Toujours dans la préface, E. Borromeo explique qu’elle a voulu publier le cycle des leçons sur « les esclaves de la Porte », car c’est justement le dernier que G. Veinstein a donné au Collège de France, et de surcroît il y a eu moins de publications scientifiques de sa part sur ce sujet. Elle ajoute que les ouvrages portant sur les Kapikullari sont rares et souvent datés. De plus, selon l’historienne, G. Veinstein « avait le projet d’écrire un livre à partir des hypothèses formulées lors de ses cours au Collège de France sur ce sujet ». Toutefois, elle tient à rappeler que le présent ouvrage est bien une publication des leçons présentées oralement par l’historien et non pas la publication d’un manuscrit qu’il aurait rédigé et achevé. C’est pour cette raison que l’on retrouve le caractère oral tout au long des pages de ce livre. On y lit ainsi les incipit des leçons dans lesquels G. Veinstein salue son auditoire et rappelle, en la résumant, la leçon précédente.

L’ouvrage est composé de quinze chapitres organisés en quatre parties différentes. Les parties I à III forment « une sorte d’introduction au sujet lui-même » sur les esclaves du sultan qui n’est véritablement abordé que dans la partie IV.

Dans la première partie, G. Veinstein présente d’une manière plus générale l’esclavage dans le monde musulman. Il rappelle ainsi que l’islam n’a pas aboli ce phénomène préexistant. D’ailleurs l’état de l’esclavage et la situation des esclaves ressemblent à ce qui existait dans l’Antiquité grecque et romaine. Les personnes deviennent esclaves de deux manières, soit par la naissance, et donc le fait d’être musulman n’y change rien, soit après avoir été réduites à la servilité suite à un combat où dans ce cas, seuls ceux considérés comme infidèles sont concernés. Dans le droit musulman, l’esclave a un statut hybride. D’une certaine manière, il est bien de condition humaine, toutefois, il est assimilé à une chose ou plutôt à un animal. En principe, un esclave ne peut exercer une fonction d’autorité publique ou privée. Cependant, cela concerne les esclaves ordinaires, car les Kapikullari ont un caractère plus particulier étant donné que certains d’entre eux ont accédé à des fonctions parmi les plus importantes de l’État ottoman comme celle de grand vizir.

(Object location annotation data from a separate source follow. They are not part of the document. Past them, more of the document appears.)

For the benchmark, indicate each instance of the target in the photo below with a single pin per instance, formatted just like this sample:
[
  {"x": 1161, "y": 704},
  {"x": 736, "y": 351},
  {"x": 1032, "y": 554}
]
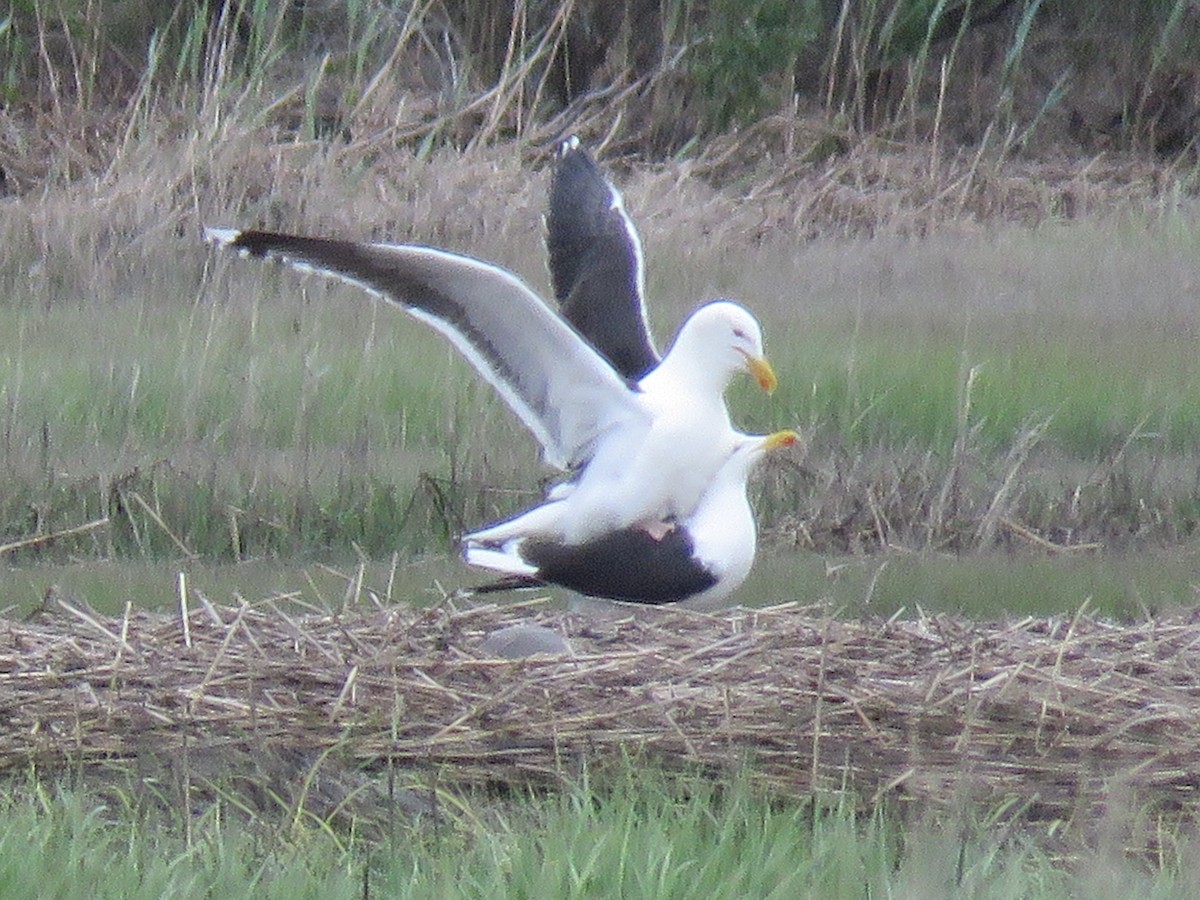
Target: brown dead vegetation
[{"x": 1066, "y": 719}]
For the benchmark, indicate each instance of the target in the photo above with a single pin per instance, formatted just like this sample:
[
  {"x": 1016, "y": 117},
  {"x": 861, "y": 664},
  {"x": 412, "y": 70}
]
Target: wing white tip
[
  {"x": 225, "y": 237},
  {"x": 497, "y": 561},
  {"x": 571, "y": 143}
]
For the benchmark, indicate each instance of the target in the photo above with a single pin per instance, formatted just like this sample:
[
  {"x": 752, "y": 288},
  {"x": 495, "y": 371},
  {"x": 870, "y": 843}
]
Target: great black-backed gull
[
  {"x": 701, "y": 559},
  {"x": 597, "y": 264},
  {"x": 642, "y": 437}
]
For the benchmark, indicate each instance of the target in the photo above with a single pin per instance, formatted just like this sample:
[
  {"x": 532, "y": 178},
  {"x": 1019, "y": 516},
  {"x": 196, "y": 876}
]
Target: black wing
[{"x": 595, "y": 263}]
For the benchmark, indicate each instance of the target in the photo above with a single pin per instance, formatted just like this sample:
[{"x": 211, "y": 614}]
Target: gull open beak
[{"x": 762, "y": 372}]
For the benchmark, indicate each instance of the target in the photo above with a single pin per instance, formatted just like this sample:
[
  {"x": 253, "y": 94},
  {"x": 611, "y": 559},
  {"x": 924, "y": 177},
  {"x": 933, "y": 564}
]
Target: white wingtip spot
[
  {"x": 569, "y": 145},
  {"x": 225, "y": 237}
]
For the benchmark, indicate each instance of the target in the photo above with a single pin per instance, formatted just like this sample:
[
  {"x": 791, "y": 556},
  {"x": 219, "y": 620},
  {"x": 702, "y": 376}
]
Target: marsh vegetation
[{"x": 972, "y": 243}]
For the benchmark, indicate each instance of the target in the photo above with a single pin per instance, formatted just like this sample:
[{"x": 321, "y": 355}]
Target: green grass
[
  {"x": 213, "y": 407},
  {"x": 646, "y": 835}
]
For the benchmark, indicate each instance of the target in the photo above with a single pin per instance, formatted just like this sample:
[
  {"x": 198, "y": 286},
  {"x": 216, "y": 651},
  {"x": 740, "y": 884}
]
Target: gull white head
[{"x": 721, "y": 339}]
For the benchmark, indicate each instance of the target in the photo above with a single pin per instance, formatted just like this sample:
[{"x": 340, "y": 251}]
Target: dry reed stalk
[{"x": 1047, "y": 712}]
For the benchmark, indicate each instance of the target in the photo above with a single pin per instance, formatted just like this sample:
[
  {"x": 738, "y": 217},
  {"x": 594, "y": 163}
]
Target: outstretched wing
[{"x": 555, "y": 382}]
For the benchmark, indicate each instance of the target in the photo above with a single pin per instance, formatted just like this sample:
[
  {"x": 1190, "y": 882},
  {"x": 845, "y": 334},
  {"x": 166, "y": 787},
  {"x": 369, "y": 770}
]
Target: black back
[{"x": 624, "y": 565}]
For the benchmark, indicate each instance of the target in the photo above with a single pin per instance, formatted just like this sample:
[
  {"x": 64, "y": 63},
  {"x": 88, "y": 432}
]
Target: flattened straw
[
  {"x": 231, "y": 630},
  {"x": 53, "y": 535},
  {"x": 345, "y": 693},
  {"x": 90, "y": 621}
]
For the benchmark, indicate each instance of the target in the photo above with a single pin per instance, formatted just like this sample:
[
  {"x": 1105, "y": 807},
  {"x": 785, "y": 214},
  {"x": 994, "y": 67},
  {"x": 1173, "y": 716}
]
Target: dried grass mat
[{"x": 1059, "y": 714}]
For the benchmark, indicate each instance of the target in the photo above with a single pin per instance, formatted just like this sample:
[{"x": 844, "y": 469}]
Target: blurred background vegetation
[{"x": 651, "y": 77}]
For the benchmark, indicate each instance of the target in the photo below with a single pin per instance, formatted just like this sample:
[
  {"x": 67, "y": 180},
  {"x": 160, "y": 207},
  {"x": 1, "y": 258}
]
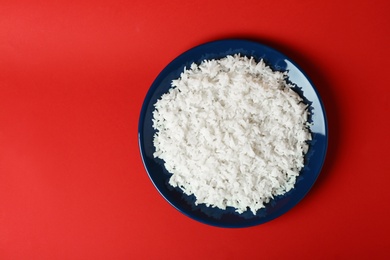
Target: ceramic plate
[{"x": 313, "y": 160}]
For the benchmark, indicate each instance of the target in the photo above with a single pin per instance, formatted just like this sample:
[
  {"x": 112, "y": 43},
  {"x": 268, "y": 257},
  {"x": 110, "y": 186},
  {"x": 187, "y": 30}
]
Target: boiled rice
[{"x": 232, "y": 132}]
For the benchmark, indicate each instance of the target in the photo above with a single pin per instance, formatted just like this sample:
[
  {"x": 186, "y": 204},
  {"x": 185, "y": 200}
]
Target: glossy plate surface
[{"x": 313, "y": 161}]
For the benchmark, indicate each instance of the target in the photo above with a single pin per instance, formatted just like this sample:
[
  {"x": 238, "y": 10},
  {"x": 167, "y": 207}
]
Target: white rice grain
[{"x": 232, "y": 132}]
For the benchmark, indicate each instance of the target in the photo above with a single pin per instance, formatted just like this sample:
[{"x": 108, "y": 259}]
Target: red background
[{"x": 73, "y": 76}]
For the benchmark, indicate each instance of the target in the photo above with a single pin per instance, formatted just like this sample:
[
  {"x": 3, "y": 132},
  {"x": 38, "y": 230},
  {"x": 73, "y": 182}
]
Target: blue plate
[{"x": 313, "y": 160}]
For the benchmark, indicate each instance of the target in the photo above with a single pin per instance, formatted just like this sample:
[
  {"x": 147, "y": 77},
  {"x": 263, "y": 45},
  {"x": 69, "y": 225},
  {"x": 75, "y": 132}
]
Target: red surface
[{"x": 73, "y": 76}]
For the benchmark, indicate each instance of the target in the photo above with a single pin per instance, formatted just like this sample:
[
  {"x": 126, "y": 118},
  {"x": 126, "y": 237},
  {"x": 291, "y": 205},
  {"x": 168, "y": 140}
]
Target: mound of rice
[{"x": 232, "y": 132}]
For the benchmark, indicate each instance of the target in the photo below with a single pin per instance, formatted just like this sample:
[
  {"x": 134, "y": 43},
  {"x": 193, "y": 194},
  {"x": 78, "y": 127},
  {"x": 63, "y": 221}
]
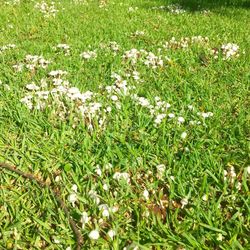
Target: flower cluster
[
  {"x": 32, "y": 62},
  {"x": 175, "y": 9},
  {"x": 12, "y": 2},
  {"x": 147, "y": 58},
  {"x": 48, "y": 10}
]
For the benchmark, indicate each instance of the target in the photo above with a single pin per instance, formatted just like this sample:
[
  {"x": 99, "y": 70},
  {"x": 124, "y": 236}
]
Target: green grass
[{"x": 39, "y": 142}]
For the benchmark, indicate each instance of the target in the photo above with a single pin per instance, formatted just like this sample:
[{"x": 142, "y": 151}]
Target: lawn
[{"x": 132, "y": 119}]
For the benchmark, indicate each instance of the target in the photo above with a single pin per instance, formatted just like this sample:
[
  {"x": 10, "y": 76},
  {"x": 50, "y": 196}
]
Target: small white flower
[
  {"x": 56, "y": 241},
  {"x": 248, "y": 169},
  {"x": 94, "y": 235},
  {"x": 72, "y": 198},
  {"x": 183, "y": 135},
  {"x": 219, "y": 237},
  {"x": 146, "y": 194},
  {"x": 184, "y": 202},
  {"x": 114, "y": 98},
  {"x": 119, "y": 176},
  {"x": 32, "y": 86},
  {"x": 84, "y": 219},
  {"x": 74, "y": 188},
  {"x": 181, "y": 119}
]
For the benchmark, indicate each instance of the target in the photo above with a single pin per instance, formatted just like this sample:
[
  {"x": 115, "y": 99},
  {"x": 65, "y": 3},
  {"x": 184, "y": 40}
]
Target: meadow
[{"x": 135, "y": 113}]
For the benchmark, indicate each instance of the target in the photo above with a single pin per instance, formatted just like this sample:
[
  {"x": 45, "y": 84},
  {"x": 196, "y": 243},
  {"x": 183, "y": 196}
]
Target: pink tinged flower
[
  {"x": 94, "y": 235},
  {"x": 111, "y": 233}
]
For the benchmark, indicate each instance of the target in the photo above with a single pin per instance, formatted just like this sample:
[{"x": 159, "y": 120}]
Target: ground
[{"x": 137, "y": 112}]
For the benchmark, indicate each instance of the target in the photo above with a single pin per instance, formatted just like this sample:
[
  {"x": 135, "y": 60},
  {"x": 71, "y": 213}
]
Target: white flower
[
  {"x": 104, "y": 209},
  {"x": 105, "y": 187},
  {"x": 184, "y": 202},
  {"x": 171, "y": 115},
  {"x": 219, "y": 237},
  {"x": 146, "y": 194},
  {"x": 98, "y": 171},
  {"x": 111, "y": 233},
  {"x": 94, "y": 196},
  {"x": 183, "y": 135},
  {"x": 84, "y": 219},
  {"x": 181, "y": 119},
  {"x": 94, "y": 235}
]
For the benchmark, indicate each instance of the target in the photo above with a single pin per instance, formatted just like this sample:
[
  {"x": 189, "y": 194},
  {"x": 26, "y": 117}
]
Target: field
[{"x": 133, "y": 113}]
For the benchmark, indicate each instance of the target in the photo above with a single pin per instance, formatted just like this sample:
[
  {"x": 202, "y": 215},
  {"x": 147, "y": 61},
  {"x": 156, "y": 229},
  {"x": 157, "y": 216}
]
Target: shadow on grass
[{"x": 194, "y": 5}]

G. Veinstein poursuit son exposé sur les esclaves ordinaires, c’est-à-dire « privés », au sein de l’Empire ottoman qui leur offre des droits et des protections. Tout d’abord, un maître doit assurer l’entretien de son ou ses esclaves et les châtiments doivent être mesurés. Il existe tout un ensemble de règles concernant les femmes et les enfants. Par exemple ces premiers ne peuvent être séparés de leur mère. De même, un maître n’a pas le droit de prostituer ses esclaves. Il existe également des règles de mariages, par exemple un maître ne peut se marier avec son esclave. Toutefois, la cour ottomane s’écarte peu à peu de cet interdit. C’est le cas de Bayezid II à la fin du XVe siècle qui prend pour gendre certains de ses esclaves, ceux qui sont les plus hauts placés dans l’administration ottomane. Un esclave peut accéder au statut d’homme ou de femme libre  grâce à l’affranchissement. La conversion à l’islam ne permet pas à un esclave d’acquérir la liberté de manière automatique. L’affranchissement par le maître peut être réalisé au décès de ce dernier, lorsque la clause apparaît dans le testament. Un affranchissement peut également avoir lieu sous la forme d’un contrat avec le paiement d’une somme d’argent. Toutefois, un lien est conservé entre l’ancien maître et l’ancien esclave sous la forme d’un lien de clientèle.

À l’époque ottomane, les sultans ont utilisé des esclaves pour une partie des rangs de leur armée et pour certaines hautes fonctions gouvernementales. Considérées comme individus serviles selon le droit islamique, ces personnes ont une vie différente des esclaves ordinaires de par certaines particularités de leur statut et leur condition économique et sociale. Elles sont appelées Kapikullari, c’est-à-dire « esclaves de la Porte ». G. Veinstein dédie la deuxième partie de ses leçons à l’apparition de cet esclavage militaire et gouvernemental dans le monde musulman avant les Ottomans.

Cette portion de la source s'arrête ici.